Più semplice lavorare sugli spazi interni che, grazie agli artisti, cambiano forme e destinazioni. Come nell’opera site specific di Alexandra Kehayoglou Lou What if all, commissionata e prodotta da Dart – Chiostro del Bramante per l’ultima delle tre esposizioni curate da Eccher: Dream, aperta fino al prossimo 25 agosto. Lana intrecciata a mano per ricreare una soffice caverna e pitture rupestri che in un niente lasciano spazio a una dimensione labirintica, astratta e geometrica (Peter Kogler).
«Il Chiostro cerca di sostenere l’opera d’arte contemporanea anche architettonicamente, in un accompagnamento totale – afferma la De Marco – che vede in azione un “team curatoriale”. Lavoriamo sempre insieme, dalla scelta degli artisti alle indicazioni per le opere site specific».

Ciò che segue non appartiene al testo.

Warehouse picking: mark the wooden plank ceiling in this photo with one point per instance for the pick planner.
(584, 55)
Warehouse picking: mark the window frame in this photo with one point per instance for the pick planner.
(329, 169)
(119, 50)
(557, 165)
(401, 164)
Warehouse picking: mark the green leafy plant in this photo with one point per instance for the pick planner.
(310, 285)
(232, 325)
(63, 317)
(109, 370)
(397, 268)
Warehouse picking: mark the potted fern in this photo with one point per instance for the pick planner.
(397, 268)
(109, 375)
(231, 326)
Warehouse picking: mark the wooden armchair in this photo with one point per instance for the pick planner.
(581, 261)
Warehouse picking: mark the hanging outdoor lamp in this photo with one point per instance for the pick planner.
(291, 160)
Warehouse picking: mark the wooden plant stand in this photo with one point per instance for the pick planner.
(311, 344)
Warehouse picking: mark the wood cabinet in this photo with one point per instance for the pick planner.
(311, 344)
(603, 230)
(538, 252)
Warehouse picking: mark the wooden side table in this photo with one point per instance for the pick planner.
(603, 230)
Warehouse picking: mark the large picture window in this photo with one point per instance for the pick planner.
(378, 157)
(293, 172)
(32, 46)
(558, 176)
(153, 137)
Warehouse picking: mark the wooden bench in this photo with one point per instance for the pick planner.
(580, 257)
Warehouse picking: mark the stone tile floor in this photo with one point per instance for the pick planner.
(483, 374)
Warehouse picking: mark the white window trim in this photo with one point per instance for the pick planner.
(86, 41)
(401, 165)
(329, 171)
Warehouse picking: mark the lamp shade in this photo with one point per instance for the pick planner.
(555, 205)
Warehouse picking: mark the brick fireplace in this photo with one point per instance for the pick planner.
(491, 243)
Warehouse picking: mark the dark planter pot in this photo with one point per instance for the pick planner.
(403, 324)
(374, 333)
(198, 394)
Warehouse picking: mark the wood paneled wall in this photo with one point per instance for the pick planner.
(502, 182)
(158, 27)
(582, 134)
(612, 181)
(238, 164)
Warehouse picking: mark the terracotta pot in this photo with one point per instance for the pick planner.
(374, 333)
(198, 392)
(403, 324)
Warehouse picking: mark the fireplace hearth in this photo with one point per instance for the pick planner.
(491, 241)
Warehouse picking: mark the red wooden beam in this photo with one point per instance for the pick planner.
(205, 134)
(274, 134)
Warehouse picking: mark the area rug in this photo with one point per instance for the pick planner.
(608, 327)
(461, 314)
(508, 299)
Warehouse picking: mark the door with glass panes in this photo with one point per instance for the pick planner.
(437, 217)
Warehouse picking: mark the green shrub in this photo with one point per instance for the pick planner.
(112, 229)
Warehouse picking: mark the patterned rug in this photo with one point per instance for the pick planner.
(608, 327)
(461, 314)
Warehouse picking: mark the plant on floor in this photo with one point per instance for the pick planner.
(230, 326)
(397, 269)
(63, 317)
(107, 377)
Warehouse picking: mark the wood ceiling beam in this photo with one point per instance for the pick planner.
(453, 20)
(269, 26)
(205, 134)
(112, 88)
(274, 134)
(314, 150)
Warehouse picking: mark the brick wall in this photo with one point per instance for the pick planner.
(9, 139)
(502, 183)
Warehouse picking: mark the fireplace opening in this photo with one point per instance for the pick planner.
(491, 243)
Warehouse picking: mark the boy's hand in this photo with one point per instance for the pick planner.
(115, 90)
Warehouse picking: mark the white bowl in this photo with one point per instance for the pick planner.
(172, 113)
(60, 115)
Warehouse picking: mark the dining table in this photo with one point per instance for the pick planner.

La collaborazione tra arte del passato e del presente sembra essere vincente anche dal punto di vista dell’attrattività della sede museale. «È un’alleanza che aiuta sia la mostra ospitata che il museo ospitante» conferma la direttrice artistica. Che spiega: «Il chiostro come monumento architettonico viene visitato prevalentemente da stranieri, richiamati dalla fama del Bramante e di Raffaello. Il pubblico che invece recepisce mostre come Dream – in prevalenza italiano -, spesso non conosce la struttura che custodisce le “Sibille” di Raffaello. Capita frequentemente così che chi arriva per visitare l’architettura è poi attratto anche dalla mostra d’arte contemporanea e viceversa».